My problem is that when they are bot on the speed decreases, but especially on the acer one, whilst the mbp does well. they are both set for automatic dhcp.
I tried to make some speed tests online:


Only PC connected

Ping 34 ms
Download 13.5 Mbps
Upload 0.76 Mbps

Only MBP connected

Ping 31
Download 13.3 Mbps
Upload 0.75 Mbps

Both MBP and PC connected

PC_Ping 30
PC_Download 13.6 Mbps
PC_Upload 0.76 Mbps

MBP_Ping 30
MBP_Download 14.1 Mbps
MBP_Upload 0.75 Mbps

I couldn't figure out the issue of being slow, they seemed to work quite good together (i made one test at a time)

Then I tried to open 8 YouTube videos on the MBP, and I tried another test on each machine:

Both MBP and PC connected, 8 YouTube videos on the MBP

PC_Ping 64
PC_Download 5.3 Mbps
PC_Upload 0.55 Mbps

MBP_Ping 33
MBP_Download 9.04 Mbps
MBP_Upload 0.69 Mbps

It seemed like the PC suffered much more, even if it was not the one playing videos.

Then I tried to contemporarily run two tests. Because of human delay, I couldn't make them start togheter. When the MBP was in Upload phase, the PC was "Download"ing: its speed started falling down, until he reached 3 Mbps; then the MBP finished the test and the PC rose again to around 12 Mbps (in Download).

I don't know if it's an IP conflict issue, but both machines are set with automatically get IPs, and they both work together; the problem is that when the MBP is working it gets much more bandwidth, which is not normal. The PC slows a lot, and it's very annoying. The same thing happens when someone uses the Desktop PC: if the MBP is on, it surfs the net really slow.

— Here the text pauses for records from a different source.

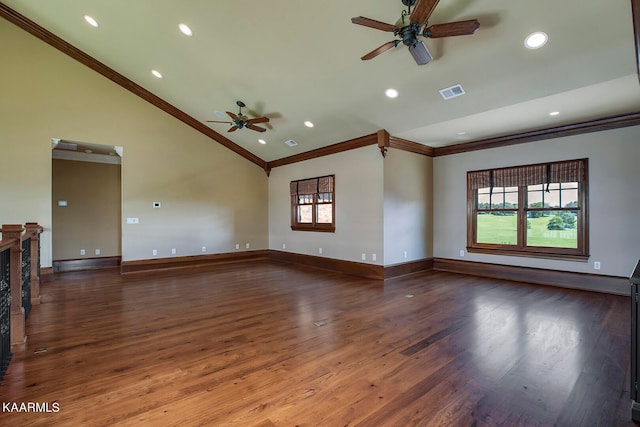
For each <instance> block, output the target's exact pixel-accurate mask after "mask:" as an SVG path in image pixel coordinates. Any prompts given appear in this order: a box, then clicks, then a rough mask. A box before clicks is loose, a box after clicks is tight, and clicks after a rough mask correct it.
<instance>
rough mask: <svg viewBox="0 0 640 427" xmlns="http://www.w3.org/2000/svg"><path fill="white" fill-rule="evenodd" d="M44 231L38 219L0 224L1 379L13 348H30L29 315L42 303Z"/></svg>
mask: <svg viewBox="0 0 640 427" xmlns="http://www.w3.org/2000/svg"><path fill="white" fill-rule="evenodd" d="M25 230H26V233H25V234H23V232H25ZM42 231H43V228H42V227H41V226H40V225H38V224H37V223H35V222H28V223H26V225H25V226H22V224H3V225H2V228H0V232H2V240H0V337H1V338H0V351H1V353H0V379H1V378H2V375H3V374H4V371H6V367H7V366H8V363H9V360H10V358H11V354H12V353H11V352H12V351H21V350H24V349H25V348H26V341H27V336H26V327H25V322H26V318H27V316H28V314H29V311H30V310H31V306H32V304H39V303H40V234H41V233H42Z"/></svg>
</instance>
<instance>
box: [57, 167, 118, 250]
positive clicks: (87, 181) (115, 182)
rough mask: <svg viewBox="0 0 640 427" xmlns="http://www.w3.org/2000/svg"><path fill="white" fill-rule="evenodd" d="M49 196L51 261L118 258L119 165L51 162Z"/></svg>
mask: <svg viewBox="0 0 640 427" xmlns="http://www.w3.org/2000/svg"><path fill="white" fill-rule="evenodd" d="M52 196H53V197H52V198H53V206H52V230H51V237H52V247H53V260H54V261H58V260H65V259H79V258H96V257H111V256H120V209H121V208H120V165H113V164H105V163H94V162H79V161H74V160H60V159H54V160H53V170H52ZM60 200H64V201H66V202H67V206H58V202H59V201H60ZM81 249H84V250H85V254H84V255H82V254H81V253H80V250H81ZM96 249H99V250H100V254H96Z"/></svg>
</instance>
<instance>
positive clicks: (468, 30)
mask: <svg viewBox="0 0 640 427" xmlns="http://www.w3.org/2000/svg"><path fill="white" fill-rule="evenodd" d="M479 27H480V23H479V22H478V20H477V19H469V20H468V21H458V22H449V23H447V24H436V25H432V26H430V27H429V28H425V30H424V32H425V34H424V36H425V37H430V38H432V39H436V38H439V37H452V36H466V35H468V34H473V33H475V32H476V30H477V29H478V28H479Z"/></svg>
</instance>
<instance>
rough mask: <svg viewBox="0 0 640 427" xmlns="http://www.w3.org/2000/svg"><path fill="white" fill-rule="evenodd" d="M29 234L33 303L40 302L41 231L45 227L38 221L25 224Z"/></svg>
mask: <svg viewBox="0 0 640 427" xmlns="http://www.w3.org/2000/svg"><path fill="white" fill-rule="evenodd" d="M25 228H26V230H27V234H28V235H30V236H31V304H34V305H35V304H40V273H39V266H40V233H42V231H43V228H42V227H41V226H40V225H38V223H37V222H27V223H26V224H25Z"/></svg>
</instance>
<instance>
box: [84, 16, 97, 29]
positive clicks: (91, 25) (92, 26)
mask: <svg viewBox="0 0 640 427" xmlns="http://www.w3.org/2000/svg"><path fill="white" fill-rule="evenodd" d="M84 20H85V21H87V22H88V23H89V25H91V26H92V27H96V28H97V27H98V21H96V20H95V19H93V18H92V17H90V16H89V15H85V16H84Z"/></svg>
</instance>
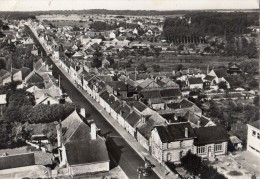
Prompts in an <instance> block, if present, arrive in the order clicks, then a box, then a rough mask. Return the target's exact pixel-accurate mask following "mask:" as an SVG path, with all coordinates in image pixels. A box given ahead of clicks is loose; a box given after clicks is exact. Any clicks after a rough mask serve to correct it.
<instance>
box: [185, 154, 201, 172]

Can anyone help me figure out what my problem is? Do I need to add more information?
 

smirk

macrumors 6502a
Jul 18, 2002
691
54
Orange County, CA
I don't think I understand your problem. What makes you think that a problem exists, other than the normal consumption of bandwidth that each device must share?
 

Quad5Ny

macrumors 6502a
Sep 13, 2009
984
22
New York, USA
Your ISP limits your bandwidth, its completely normal.

For example, if you have 15Mbps and one computer is using 8Mbps that only leaves 7Mbps for other devices.

Your not guaranteed 15Mbps per connection, its 15Mbps total.
 

Weaselboy

Moderator
Staff member
Jan 23, 2005
34,136
15,597
California
I'm not completely clear on your testing methodology. If you are saying just the presence of the second machine on the wifi slows down the first machine (even without the second machine downloading), what you may be seeing is a drop back to wireless G speeds when both machines connect.

What brand and model router do you have?

If it does not support simultaneous dual band , this can cause a slow down with multiple machines if they all do not support wireless N.